Idem Wolfram während seiner Erzählung der enthaltsamen Nacht zu einem Gleichnis vom treuen und vorbildlichen Liebhaber wechselt, schafft er Raum für weitere Interpretationen der trinoctium castitatis. Der getriwe stæte man (V.202, 3), den der Erzähler beschreibt, der nach vielen Jahren Minnedienst zu seiner Geliebten zurück kehrt, entscheidet sich bewusst gegen die körperlichen Zärtlichkeiten und für einen rein geistigen Austausch mit seiner Geliebten (V.202, 9ff). Mit diesem Minnediener ist keinesfalls Parzival gemeint, da die Anmerkungen nicht auf ihn passen. Weder der jahrelange Minnedienst, noch die reflektierte Haltung stimmen mit dem Protagonisten überein. Dieser Einschub hat die Funktion eines Vergleiches: "sus lac der Wâleise" (V.202, 19). Parzival lag so da, er verhielt sich so wie der getriwe stæte man [Wesle 1950: 19f]. Äußerlich passt Parzivals Verhalten, seine Enthaltsamkeit, mit dem des Gleichnisses überein. Die Rahmenhandlung, die Motivation und die geistige Haltung sind jedoch unterschiedlich.
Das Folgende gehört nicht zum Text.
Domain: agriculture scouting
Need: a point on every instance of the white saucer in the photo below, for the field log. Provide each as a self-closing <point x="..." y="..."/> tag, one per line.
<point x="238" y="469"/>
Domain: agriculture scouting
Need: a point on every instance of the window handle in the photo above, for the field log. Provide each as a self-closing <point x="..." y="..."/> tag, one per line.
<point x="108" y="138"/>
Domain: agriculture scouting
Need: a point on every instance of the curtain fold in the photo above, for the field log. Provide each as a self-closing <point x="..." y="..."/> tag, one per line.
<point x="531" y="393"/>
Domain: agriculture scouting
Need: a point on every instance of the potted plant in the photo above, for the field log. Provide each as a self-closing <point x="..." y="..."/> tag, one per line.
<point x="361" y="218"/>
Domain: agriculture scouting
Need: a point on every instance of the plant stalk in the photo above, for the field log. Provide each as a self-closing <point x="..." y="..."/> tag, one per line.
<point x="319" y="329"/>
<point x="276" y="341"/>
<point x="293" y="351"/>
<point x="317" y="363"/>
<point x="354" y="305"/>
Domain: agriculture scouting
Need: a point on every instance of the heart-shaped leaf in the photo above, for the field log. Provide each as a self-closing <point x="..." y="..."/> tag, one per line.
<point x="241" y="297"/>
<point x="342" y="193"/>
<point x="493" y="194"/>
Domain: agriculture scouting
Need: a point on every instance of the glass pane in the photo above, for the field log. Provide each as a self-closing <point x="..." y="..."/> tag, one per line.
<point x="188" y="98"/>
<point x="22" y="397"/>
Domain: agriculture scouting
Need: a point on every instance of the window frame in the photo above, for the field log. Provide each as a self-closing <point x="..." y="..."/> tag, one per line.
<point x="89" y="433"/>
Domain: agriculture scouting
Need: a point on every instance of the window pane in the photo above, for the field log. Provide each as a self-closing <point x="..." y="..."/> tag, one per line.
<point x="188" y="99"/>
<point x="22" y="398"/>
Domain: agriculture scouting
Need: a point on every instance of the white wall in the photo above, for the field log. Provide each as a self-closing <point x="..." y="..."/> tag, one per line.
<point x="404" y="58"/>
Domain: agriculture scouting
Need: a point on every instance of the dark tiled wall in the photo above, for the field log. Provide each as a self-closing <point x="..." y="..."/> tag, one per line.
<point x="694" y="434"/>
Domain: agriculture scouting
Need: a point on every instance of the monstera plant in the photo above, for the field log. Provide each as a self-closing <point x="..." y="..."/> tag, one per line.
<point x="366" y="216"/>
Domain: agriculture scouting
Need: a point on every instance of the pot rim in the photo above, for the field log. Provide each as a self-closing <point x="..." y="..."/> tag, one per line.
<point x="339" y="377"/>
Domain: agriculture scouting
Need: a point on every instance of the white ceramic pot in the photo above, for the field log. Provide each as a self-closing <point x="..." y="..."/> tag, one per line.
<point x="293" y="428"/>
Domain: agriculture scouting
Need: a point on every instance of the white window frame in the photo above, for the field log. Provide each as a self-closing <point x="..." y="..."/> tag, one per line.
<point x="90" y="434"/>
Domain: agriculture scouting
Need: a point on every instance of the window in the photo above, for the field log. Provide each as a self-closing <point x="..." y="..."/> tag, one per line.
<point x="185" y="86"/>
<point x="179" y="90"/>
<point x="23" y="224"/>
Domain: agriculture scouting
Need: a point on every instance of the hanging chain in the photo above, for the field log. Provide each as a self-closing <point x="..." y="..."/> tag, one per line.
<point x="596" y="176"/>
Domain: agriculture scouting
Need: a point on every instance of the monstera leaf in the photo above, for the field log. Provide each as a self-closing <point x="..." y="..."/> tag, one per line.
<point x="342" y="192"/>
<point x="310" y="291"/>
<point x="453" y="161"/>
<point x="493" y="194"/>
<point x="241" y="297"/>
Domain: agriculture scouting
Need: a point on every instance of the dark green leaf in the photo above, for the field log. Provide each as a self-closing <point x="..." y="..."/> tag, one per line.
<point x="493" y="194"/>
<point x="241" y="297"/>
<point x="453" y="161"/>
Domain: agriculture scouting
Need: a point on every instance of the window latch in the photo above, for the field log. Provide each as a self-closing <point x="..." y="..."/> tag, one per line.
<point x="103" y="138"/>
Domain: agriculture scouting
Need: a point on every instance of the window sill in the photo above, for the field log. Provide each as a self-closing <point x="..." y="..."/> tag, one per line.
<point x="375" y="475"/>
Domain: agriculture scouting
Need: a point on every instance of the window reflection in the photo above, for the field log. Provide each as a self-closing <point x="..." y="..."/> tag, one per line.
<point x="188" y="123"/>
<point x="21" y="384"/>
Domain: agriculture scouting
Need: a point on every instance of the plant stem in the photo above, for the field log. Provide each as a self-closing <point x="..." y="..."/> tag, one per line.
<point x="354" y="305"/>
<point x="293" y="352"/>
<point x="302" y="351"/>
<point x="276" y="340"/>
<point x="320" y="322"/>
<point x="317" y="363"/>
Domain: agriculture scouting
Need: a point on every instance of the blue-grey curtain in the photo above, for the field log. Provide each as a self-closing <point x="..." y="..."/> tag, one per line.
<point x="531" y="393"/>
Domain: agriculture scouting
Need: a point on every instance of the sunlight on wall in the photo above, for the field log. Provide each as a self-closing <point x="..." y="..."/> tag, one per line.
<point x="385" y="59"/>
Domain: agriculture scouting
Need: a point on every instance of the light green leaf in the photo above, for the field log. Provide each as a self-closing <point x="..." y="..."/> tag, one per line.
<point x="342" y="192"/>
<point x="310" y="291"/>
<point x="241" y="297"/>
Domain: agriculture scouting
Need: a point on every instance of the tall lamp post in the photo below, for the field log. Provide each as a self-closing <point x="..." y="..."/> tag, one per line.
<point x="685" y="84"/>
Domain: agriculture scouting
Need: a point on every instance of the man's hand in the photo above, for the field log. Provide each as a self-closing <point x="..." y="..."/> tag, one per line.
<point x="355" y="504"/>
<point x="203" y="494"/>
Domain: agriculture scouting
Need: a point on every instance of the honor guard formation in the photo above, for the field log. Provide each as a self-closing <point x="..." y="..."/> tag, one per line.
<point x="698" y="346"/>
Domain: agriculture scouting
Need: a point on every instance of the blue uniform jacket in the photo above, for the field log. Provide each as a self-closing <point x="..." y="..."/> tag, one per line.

Welchen Sinn diese Sequenz während ihrer ersten enthaltsamen Hochzeitsnacht hat, ist in der Literatur verschieden diskutiert worden. Schumacher sieht in dem imaginären Ritter das Ideal eines Liebhabers, der rücksichtsvoll und einfühlsam auf die Empfindungen und Neigungen seiner Partnerin eingeht, und gleichzeitig seine eigenen Belange zurückstellt. Vergleicht man die beiden Männer, so handelt Parzival aus unbewusster reiner Gesinnung und naiver Unerfahrenheit im Gegensatz zum imaginären Liebhaber, der aus "reflektierter Beherrschung und höfisch-erotischeem Feingefühl" [Schuhmacher 1967: 44] handelt. Die Zurückhaltung resultiert bei Parzival aus seiner Naivität und bei dem Minneritter aus seiner Selbstkontrolle, die seine triebhaften Neigungen unterdrückt. Es ist nicht das Bild eines derben Mannes, der auf seine Rechte als Ehemann pocht, sondern das eines vorbildlichen, kultivierten Liebhabers, der den Maximen der höfischen Minnekultur folgt. Diese anfängliche Enthaltsamkeit schafft Raum für eine viel feinere und sinnlichere erotische Beziehung und zeigt die besondere Hinwendung zum Partner [Schuhmacher 1967: 44ff]. Nach Schumacher wechsle Wolfram über das Tertium comparationis - hier das äußere Verhalten beider Männer - auf die Ebene der Reflexion, zu der die frisch Vermählten nicht fähig seien, und führe so auf diesem Weg eine neue Geisteshaltung ein [Schuhmacher 1967: 44f] [Emmerling 2003: 302]. "Die theozentrische Sinngebung der enthaltsamen Ehenächste ist im Zeitalter des beginnenden Individualismus einer anthropozentrischen Deutung gewichen" [Schuhmacher 1967: 46].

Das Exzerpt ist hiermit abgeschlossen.